Mais do que um simples evento esportivo, o fim de semana em Xangai é um termômetro do mercado asiático para o automobilismo de ponta: traz à tona questões sobre público local, direitos de transmissão e a relação entre grandes equipes e plataformas de mídia. Para o torcedor atento, entender onde e quando assistir é parte da experiência — e aqui estão todos os detalhes práticos do programa.
Programação e horários do GP da China:
- Noite de quinta 12 – sexta 13 de março
- 04:30 – F1 • Provas Livres 1
- 08:30 – F1 • Qualifiche Sprint
- Noite de sexta 13 – sábado 14 de março
- 04:00 – F1 • Sprint
- 08:00 – F1 • Qualifiche
- Noite de sábado 14 – domingo 15 de março
- 08:00 – F1 • Gara (Corrida)
Para quem perguntar onde ver, a cobertura completa do fim de semana estará disponível nas plataformas da Sky: Sky Sport Uno (201), Sky Sport F1 (207) e Sky Sport 4K (213), além dos serviços de streaming Sky Go e Now. Em sinal aberto, a TV8 exibirá em diferido e em caráter gratuito apenas as qualifiche da Sprint.

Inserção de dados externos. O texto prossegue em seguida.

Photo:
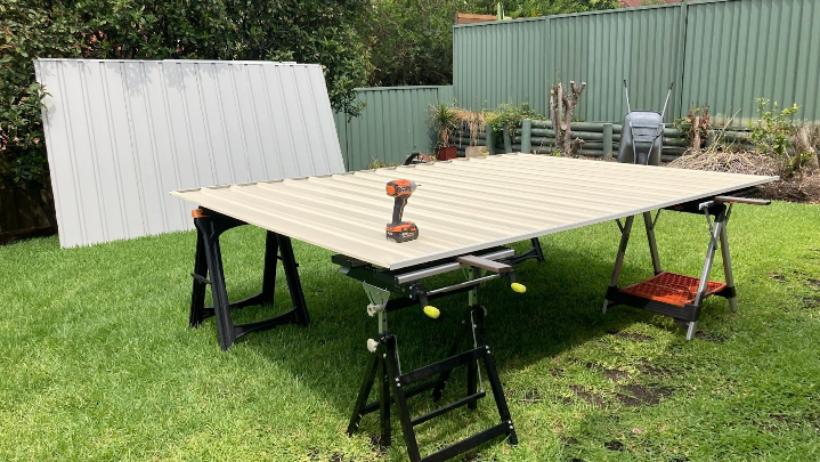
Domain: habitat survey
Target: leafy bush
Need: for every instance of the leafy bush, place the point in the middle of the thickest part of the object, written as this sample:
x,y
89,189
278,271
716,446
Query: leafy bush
x,y
444,120
773,132
509,116
312,31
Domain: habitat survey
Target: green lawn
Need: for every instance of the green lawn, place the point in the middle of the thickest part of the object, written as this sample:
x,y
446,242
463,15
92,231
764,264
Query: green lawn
x,y
97,362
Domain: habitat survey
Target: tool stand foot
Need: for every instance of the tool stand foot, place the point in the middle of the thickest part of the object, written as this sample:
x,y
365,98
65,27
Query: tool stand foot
x,y
691,329
396,387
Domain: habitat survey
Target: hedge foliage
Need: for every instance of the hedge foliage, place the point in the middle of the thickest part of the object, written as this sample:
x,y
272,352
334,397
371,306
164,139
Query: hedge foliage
x,y
313,31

Do ponto de vista esportivo e cultural, o GP de Xangai projeta debates que vão além do asfalto: políticas de calendário, investimento em infraestruturas e a construção de narrativas em mercados fora do eixo tradicional europeu. A corrida chega num momento em que as equipes ainda assimilam ensinamentos da primeira etapa; a ordem em Melbourne — com George Russell no topo e Andrea Kimi Antonelli em segundo — funciona como referência, mas não como destino. Em pistas técnicas como a de Xangai, alma da estratégia e da resistência mecânica, as diferenças de acerto e a gestão de pneus tendem a redesenhar o mapa de forças.
Para leitores que acompanham o esporte como fenômeno social, recomendo atenção especial às entrevistas de bastidor e à cobertura dos treinos: nelas se lêem sinais sobre a economia das equipes e sobre a forma como a Fórmula 1 negocia sua presença global. Boa cobertura e bons motivos para assistir: o fim de semana promete afinar narrativas tão relevantes quanto a ordem de chegada.